Worte der Schauspieler von heute und Fotos der Inszenierungen von einst verlebendigen – musikalisch akzentuiert von Brigitte Pinggéra – diese bemerkenswerten und erinnerungswürdigen Theaterereignisse.

Anschließend wird die bildende Künstlerin Babette Ueberschär in einem weiteren Interview Inspirierendes und Informatives verraten zu ihrer sinnreich-sinnfällig gefertigten Installation „Mobiles Theater“.

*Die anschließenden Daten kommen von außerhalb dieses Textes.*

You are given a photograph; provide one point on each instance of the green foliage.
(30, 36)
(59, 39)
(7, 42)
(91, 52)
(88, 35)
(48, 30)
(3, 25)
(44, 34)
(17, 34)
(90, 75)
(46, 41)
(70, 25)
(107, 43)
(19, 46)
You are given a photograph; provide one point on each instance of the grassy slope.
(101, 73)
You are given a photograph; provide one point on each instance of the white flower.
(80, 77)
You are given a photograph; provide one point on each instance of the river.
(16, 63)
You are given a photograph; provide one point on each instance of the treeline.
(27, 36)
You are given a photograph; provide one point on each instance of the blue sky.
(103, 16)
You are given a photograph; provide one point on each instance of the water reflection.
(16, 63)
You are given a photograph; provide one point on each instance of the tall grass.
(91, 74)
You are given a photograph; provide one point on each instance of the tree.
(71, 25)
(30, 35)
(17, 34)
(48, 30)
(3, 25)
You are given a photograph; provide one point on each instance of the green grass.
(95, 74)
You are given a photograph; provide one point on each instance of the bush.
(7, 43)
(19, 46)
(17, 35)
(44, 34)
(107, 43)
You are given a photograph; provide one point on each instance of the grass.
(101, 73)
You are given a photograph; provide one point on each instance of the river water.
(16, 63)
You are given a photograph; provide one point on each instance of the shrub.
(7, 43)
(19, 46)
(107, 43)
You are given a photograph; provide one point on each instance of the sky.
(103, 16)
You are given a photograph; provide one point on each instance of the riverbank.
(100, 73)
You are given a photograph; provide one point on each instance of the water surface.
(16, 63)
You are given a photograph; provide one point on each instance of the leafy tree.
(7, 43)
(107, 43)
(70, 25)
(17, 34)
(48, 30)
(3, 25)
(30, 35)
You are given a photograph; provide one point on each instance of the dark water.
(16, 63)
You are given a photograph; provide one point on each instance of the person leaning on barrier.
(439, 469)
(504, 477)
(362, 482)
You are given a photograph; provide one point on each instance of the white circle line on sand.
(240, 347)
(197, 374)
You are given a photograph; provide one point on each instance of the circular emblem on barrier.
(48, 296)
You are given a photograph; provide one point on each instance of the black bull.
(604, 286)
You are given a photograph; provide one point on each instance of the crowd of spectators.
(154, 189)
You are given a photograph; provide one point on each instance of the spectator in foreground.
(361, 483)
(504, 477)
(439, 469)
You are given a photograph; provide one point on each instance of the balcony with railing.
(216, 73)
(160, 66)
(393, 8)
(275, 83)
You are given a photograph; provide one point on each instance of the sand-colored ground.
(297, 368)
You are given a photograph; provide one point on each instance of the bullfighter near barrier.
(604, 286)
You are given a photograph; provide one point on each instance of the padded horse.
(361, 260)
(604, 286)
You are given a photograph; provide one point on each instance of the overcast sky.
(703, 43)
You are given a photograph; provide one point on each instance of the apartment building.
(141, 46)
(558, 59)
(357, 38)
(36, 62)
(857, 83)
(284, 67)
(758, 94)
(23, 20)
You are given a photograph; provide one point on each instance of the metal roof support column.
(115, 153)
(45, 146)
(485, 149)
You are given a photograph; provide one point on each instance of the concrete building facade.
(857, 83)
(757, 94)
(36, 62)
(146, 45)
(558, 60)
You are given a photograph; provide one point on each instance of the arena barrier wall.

Zum Schluss der Veranstaltung wird Ueberschär ihr neuestes Kunstwerk an das Stadtmuseum Ingolstadt übergeben.


Um 14 Uhr lädt dann das Stadtmuseum Kinder ab vier Jahren zur Märchenwerkstatt „Hänsel und Gretel“ ein. Zwei Kinder verlaufen sich im Wald und haben schrecklichen Hunger, doch bald finden sie ein Haus, das aus Süßigkeiten gebaut ist. Wer wohl in dem Haus wohnt? Kunsper knusper knäuschen! Die Kinder lauschen den Geschichten der Brüder Grimm.
Der Eintritt ist frei.


Kurfürst Maximilian I. und seine Ingolstädter Zeit:
Ebenfalls um 14 Uhr lädt das Stadtmuseum Ingolstadt um 14 Uhr zu „Inges Museumssonntag“ ein – einer informativen Kurzführung zu zentralen Themen der Stadtgeschichte. Die langjährige Ingolstädter Stadtführerin Ingrid Uebelstädt führt dabei durch die Vergangenheit unserer Stadt.
Studenten, Universitätsleben, dazu noch eine bayerischer Fürst, der ein Vollstudium an der bayerischen Universität absolvierte. Wie hat Maximilian hier gelebt, wer begleitete ihn nach Ingolstadt, und warum kam er am Ende seiner Tage nochmals zu Besuch?


Anlässlich des Jubiläums „150 Jahre Bahnlinie München – Ingolstadt“ hält der Autor des Buches „Eisenbahnen im Altmühltal“ Leonhard Bergsteiner am Sonntag, 12. November, im Stadtmuseum Ingolstadt einen Vortrag inkl. Beamershow über die geschichtliche Entwicklung der Bahnlinie von München über Ingolstadt bis Treuchtlingen.
Die Veranstaltung beginnt um 15 Uhr an der historischen Eisenbahn im Spielzeugmuseum, der Vortrag findet ab 16 Uhr statt.


Musik im Museum: Irish Folk
Das letzte diesjährige Konzert der Reihe „Musik im Museum“ findet um 19 Uhr im Barocksaal des Stadtmuseums statt. Es ist der traditionellen irischen und schottischen Musik gewidmet. Bekannte Lieder wie „Danny Boy“ oder „Red, Red Rose“, virtuose wie innige Instrumentalstücke und fetzige, stampfende Jigs und Reels zeigen sowohl die Eigenart als auch die breite Palette irischer und schottischer Musik. Die ausführenden Künstler sind Andrea Kaltenecker (Gesang, Hackbrett, Flöte, Bodhran), Nikolaj Tarasov (Flöten und Colascione) und Ulrich Sommerrock (Laute und Barockgitarre).
Kartenverkauf an der Abendkasse und beim DK-Ticketoffice.
Eintritt: 12 Euro, ermäßigt 8 Euro (Studenten, Senioren etc.)